Préférant partir de là avant d'être contraint de rester des
heures durant sous la tente en attendant que ça passe, j'ai battu en
retraite vers la voiture. En fait l'orage ne faisait que contourner
Noosa et les premières lueurs de l'aube ont découvert un beau ciel
bleu. Ce n'est pas grave, cela me mettra en avance pour aujourd'hui.
Car un long périple m'attend. Je pensais m'arrêter vers
Rockhampton, à 500 kilomètres de là, mais vue l'heure matinale,
j'ai décidé de poursuivre vers le parc national d'Eungella, à
l’ouest de Mackay. J'ai donc réservé la nuit au camping Fern Flat
situé au bord d'une rivière dans une végétation luxuriante.
En partant à 7 heures,
par la Bruce Highway, j'ai estimé que je serais vers 13 heures à
Rockhampton.
J'ignore ensuite combien il reste de kilomètres pour
atteindre Mackay, mais cela devrait être jouable.
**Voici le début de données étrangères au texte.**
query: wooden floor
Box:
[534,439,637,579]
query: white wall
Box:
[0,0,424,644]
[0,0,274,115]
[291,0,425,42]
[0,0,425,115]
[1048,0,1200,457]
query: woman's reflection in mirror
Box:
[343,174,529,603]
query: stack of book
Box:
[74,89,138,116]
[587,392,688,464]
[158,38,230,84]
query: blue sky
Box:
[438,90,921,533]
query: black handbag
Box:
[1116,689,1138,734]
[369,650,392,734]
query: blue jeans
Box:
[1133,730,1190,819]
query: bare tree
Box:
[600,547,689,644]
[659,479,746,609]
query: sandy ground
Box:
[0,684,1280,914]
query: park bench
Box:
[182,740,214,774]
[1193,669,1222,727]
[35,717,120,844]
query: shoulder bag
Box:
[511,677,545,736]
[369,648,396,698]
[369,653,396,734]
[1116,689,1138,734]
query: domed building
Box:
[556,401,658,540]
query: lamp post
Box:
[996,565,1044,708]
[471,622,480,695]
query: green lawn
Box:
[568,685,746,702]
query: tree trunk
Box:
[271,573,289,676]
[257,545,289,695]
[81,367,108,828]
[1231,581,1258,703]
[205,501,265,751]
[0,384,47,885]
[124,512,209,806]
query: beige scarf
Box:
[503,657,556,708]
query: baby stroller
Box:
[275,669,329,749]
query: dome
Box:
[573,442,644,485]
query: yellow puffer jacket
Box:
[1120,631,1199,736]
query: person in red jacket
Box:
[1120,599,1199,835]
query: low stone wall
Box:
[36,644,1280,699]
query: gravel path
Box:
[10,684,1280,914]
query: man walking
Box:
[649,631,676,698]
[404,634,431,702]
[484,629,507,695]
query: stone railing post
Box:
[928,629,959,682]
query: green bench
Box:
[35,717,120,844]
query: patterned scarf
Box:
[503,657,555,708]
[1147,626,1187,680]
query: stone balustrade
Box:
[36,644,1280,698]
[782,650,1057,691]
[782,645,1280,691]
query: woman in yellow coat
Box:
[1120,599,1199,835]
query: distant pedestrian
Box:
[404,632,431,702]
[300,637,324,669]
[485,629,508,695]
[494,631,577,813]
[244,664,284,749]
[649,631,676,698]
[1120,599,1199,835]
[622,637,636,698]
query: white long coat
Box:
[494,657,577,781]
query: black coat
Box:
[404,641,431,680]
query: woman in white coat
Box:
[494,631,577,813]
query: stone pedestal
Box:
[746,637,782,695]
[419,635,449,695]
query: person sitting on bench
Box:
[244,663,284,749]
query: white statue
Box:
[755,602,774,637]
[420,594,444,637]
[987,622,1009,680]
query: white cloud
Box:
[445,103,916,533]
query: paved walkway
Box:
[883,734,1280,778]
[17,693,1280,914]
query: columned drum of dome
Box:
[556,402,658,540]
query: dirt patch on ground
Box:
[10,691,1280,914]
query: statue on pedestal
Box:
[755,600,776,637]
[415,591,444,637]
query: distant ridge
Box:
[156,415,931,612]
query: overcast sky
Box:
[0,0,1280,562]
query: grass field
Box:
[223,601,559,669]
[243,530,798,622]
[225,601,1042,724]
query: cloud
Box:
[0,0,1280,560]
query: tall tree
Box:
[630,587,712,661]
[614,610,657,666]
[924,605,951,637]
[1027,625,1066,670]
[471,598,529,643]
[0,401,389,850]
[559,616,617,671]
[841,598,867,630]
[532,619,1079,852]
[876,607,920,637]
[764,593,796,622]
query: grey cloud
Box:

Il suffit que
j'arrive à Eungella vers 16 heures, pour bien avoir le temps de
planter la tente et préparer le dîner avant de se faire surprendre
par la nuit.
La Bruce Highway est tout
sauf une autoroute. C'est simplement une nationale qui traverse le
Queensland du nord au sud, et qui est beaucoup empruntée par les
camions. Ça n'avance donc pas très vite, sans compter les villages
à traverser et les travaux de voirie qui ralentissent le trafic.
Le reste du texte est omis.